Predicting the developmental toxicity of 8-methyl-benzo[a]pyrene (BaP) by physiologically based kinetic (PBK) modeling-facilitated reverse dosimetry and read-across from BaP

The present study predicts an in vivo dose-response curve for developmental toxicity of 8-methyl-benzo[a]pyrene (8-MBaP) in rats using PBK model-facilitated reverse dosimetry and read-across from a previously developed model for BaP. As for BaP, in vitro developmental toxicity of 8-MBaP in the mouse embryonic stem cell test (mEST) was shown to require bioactivation to its 3-hydroxy metabolite (3-OH-8-MBaP).
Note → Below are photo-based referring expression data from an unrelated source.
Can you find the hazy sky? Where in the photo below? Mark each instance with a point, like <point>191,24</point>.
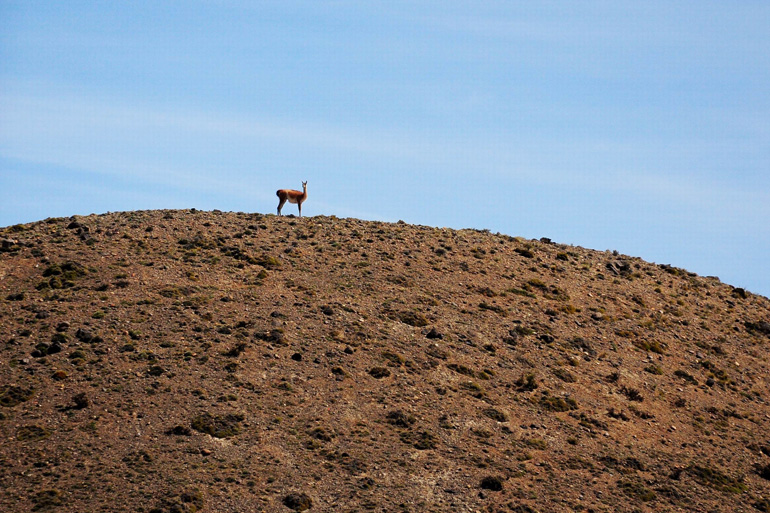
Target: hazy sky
<point>637,126</point>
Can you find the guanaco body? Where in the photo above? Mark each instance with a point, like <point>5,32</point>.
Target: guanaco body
<point>291,196</point>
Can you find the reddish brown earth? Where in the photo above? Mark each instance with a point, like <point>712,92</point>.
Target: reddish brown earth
<point>178,361</point>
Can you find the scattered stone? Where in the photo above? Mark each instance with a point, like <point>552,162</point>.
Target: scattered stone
<point>297,501</point>
<point>379,372</point>
<point>492,483</point>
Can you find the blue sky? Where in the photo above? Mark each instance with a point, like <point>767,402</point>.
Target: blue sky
<point>642,127</point>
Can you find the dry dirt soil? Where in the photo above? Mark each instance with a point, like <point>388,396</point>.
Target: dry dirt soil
<point>180,361</point>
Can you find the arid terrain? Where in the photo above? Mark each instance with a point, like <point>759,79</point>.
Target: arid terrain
<point>180,361</point>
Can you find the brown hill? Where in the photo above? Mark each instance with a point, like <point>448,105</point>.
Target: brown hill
<point>178,361</point>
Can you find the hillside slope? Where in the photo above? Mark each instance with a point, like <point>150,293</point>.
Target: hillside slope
<point>174,361</point>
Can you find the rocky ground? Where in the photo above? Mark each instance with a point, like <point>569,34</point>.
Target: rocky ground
<point>179,361</point>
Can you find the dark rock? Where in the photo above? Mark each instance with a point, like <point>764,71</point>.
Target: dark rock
<point>297,501</point>
<point>492,483</point>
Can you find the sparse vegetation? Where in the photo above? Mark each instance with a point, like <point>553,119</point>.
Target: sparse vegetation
<point>325,363</point>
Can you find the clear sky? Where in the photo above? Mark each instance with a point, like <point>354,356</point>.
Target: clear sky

To facilitate extrapolation of the in vitro observed developmental toxicity of 3-OH-8-MBaP to an in vivo dose–response curve for 8-MBaP, a PBK model for 8-MBaP was built based on the previously developed PBK model for BaP. The PBK models for BaP and 8-MBaP were validated based on (i) comparison of predicted blood concentrations of BaP or 8-MaP to blood concentrations in rats dosed with BaP or 8-MBaP in the present study and (ii) literature-reported blood concentrations of BaP and its metabolite 3-OH-BaP in rats upon dosing with BaP. The predicted half maximal effect dose (ED₅₀) for developmental toxicity of 8-MBaP that was derived from the predicted in vivo dose–response curve was 1.3-fold lower than that of BaP for which the predicted value was in line with the reported in vivo ED₅₀. The present study illustrates how a new approach methodology (NAM) can be applied to predict developmental toxicity of a methyl substituted PAH, by PBK modeling facilitated read-across from a non-substituted PAH with available in vivo data. The method also elucidates how a methyl substituent could affect the kinetics and subsequent developmental toxicity of a non-substituted PAH.